We both loved Bayon temple. It lies within the walls of Angkor Thom (once a city home to about 1.2 million people) and was built by Jayavarman VII (colloquially known as J7), a King in the 11th/12th century. J7 by all accounts was a pretty awesome dude. The Cambodians really look at him as a good King and even though he was from ancient times, they still seem to worship him to some extent. He was responsible for really improving life for his people and alleviating suffering.

Bayon has 54 towers which represent the 54 provinces of ancient Cambodia and also, as I have just read up, something to do with the lunar calendar. Most of the towers are four sided with a face on each side. It is quite spectacular. Our guide took some photos of us here, rubbing noses with one of the faces, which apparently means we will get what our heart desires.

Ta Prohm was also pretty amazing. Unlike the other temples, which had all the trees and folliage and that had been growing through them removed by the French, Ta Prohm has been left au naturel. Huge trees grow out of the ancient ruins, with their sprawling roots, creeping down to the ground. Our guide says what would have happened, is the the trees seed themselves in the moss growing on top on the structures and live there until they get too big, then their roots find their way down to the ground so they can continue to grow. So they don’t start off in the ground in most cases.

Much of Ta Prohm, like many of the temples in Siem Reap, is having major restoration done. In the case of Ta Prohm, this is being funded by an Indian organisation. While the trees are being kept, some people are apparently still unhappy about the restoration. Much of the temple lies in pieces as much of it was destroyed by the Siamese (or Thai) and they believe it should be left to remind people of the conflict. Personally, I think the restoration that was done has improved it and if it’s making it safe and preserving it for longer, then I think it’s probably a good thing.

Towards the end of our day, Wannack asked if we would like to here a bit about Pol Pot. Since we both didn’t know too much about it, we said we would. It’s a horrific story and you could really see the sadness in Wannack about it all. He grew up in Phnom Penh and although born in 1981 (2 years after things technically ended), was obviously very affected by it. He spoke to us of his memories as a child and getting food dropped from UN helicopters. He said it was very hard. Pretty much everyone in Cambodia has at least one familiy member that was killed during the Pol Pot regime. It is estimated that approximately 2.5 million people were killed – that is almost one third of the population at the time.

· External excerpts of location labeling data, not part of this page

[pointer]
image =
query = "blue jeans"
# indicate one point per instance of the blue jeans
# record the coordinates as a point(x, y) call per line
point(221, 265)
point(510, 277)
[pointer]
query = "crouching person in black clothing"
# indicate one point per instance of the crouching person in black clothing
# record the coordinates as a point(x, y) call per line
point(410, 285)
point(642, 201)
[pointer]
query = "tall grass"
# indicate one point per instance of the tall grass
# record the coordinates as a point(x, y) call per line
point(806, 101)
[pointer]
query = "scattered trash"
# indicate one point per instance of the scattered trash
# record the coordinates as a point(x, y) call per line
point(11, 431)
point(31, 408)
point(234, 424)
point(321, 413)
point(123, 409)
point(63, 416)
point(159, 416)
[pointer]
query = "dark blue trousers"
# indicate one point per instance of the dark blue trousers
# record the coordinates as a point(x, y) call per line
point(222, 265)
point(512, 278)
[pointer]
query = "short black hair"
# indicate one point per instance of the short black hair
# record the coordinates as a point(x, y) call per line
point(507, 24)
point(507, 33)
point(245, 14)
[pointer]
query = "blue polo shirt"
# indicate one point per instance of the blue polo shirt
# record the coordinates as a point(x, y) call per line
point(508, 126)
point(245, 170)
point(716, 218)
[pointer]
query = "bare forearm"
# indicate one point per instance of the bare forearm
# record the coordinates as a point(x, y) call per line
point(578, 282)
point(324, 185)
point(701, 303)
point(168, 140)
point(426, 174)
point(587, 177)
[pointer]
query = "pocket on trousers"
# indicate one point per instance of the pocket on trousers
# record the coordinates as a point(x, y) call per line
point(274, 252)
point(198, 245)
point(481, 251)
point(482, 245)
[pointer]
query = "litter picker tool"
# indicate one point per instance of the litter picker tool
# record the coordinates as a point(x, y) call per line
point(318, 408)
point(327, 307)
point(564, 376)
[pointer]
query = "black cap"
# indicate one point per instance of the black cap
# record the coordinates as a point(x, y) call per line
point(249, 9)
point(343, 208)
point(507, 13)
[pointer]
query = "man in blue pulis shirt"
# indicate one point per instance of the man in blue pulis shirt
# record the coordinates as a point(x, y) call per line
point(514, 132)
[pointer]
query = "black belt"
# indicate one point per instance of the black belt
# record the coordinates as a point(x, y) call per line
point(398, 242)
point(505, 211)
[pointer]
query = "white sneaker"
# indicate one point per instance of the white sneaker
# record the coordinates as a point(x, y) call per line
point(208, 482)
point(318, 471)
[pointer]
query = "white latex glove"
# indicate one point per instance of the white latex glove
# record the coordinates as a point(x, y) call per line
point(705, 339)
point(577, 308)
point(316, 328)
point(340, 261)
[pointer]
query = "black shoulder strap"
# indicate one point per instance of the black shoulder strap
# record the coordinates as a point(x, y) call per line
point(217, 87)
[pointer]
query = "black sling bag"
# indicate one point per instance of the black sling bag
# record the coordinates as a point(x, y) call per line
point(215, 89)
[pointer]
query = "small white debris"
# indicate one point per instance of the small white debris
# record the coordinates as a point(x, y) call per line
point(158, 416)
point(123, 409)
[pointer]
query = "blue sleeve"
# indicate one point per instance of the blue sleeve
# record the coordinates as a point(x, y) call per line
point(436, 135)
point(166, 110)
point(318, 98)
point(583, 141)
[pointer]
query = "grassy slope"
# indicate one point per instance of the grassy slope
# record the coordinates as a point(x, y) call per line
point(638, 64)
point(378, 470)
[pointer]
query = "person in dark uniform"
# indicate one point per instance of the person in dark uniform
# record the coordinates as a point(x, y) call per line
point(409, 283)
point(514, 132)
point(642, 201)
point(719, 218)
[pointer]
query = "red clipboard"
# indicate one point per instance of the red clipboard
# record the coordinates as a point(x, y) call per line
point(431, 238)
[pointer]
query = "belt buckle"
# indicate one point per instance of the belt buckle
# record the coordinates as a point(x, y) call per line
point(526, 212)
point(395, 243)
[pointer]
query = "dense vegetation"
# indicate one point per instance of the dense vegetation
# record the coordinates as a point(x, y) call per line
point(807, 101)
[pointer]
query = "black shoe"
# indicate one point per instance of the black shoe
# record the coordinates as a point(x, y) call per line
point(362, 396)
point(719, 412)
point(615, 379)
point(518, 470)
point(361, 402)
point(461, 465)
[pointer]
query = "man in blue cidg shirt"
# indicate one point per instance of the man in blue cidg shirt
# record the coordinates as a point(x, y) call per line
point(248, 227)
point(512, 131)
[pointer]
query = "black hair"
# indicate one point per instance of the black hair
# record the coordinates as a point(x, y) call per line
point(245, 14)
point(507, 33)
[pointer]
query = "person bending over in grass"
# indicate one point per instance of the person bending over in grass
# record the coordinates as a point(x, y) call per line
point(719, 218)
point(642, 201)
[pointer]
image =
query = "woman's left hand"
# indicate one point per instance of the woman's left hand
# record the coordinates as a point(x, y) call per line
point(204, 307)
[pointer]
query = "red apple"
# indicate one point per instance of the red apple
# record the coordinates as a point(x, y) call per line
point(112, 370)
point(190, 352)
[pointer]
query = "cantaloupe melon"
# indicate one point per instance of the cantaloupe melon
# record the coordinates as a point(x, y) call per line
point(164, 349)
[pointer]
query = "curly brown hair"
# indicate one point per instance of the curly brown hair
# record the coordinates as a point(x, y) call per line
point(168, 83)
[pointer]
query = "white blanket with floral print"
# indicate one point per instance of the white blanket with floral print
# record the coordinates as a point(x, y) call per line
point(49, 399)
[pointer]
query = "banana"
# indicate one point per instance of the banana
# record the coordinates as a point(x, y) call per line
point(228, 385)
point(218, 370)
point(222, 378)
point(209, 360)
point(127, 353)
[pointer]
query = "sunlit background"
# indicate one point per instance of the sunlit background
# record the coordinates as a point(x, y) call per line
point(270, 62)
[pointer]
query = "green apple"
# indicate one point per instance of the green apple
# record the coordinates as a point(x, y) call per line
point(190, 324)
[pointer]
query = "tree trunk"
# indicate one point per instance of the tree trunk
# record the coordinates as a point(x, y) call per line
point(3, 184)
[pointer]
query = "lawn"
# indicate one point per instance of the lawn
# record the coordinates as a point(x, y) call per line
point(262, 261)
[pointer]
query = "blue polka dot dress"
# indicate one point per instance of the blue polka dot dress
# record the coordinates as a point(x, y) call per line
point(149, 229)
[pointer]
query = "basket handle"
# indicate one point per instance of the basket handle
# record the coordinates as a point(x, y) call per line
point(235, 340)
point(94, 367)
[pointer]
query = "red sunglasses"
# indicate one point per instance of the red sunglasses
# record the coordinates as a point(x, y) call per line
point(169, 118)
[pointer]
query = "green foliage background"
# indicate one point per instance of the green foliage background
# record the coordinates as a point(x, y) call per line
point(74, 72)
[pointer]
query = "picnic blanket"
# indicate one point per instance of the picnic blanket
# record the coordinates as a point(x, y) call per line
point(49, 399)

Wannack told us another amazing story that day of how he became a tour guide (you need a degree and to be able to speak another language to do this in Cambodia, as you need a tour guide licence). He was working as a taxi driver and one day was driving around an Australian man called John. John obviously took a liking to Wannack (which is not hard to believe) and told him he would be back and would use him again next time he was there. At the time Wannack had just finished high school and had told John how he would have liked to go to university, but he would’t have been able to afford it. Wannack was surprised when John did return to Cambodia and contacted him. After using his services again for his trip, John offered to pay for Wannack to go to universitiy. He paid for his whole tuition, about $2500 worth. It was such a touching story and made me proud to be an Aussie. The sad thing is, Waneck lost contact with John and hasn’t been able to find him. It’s his dream that one day he will be able to thank John in person and show him what he was able to achieve.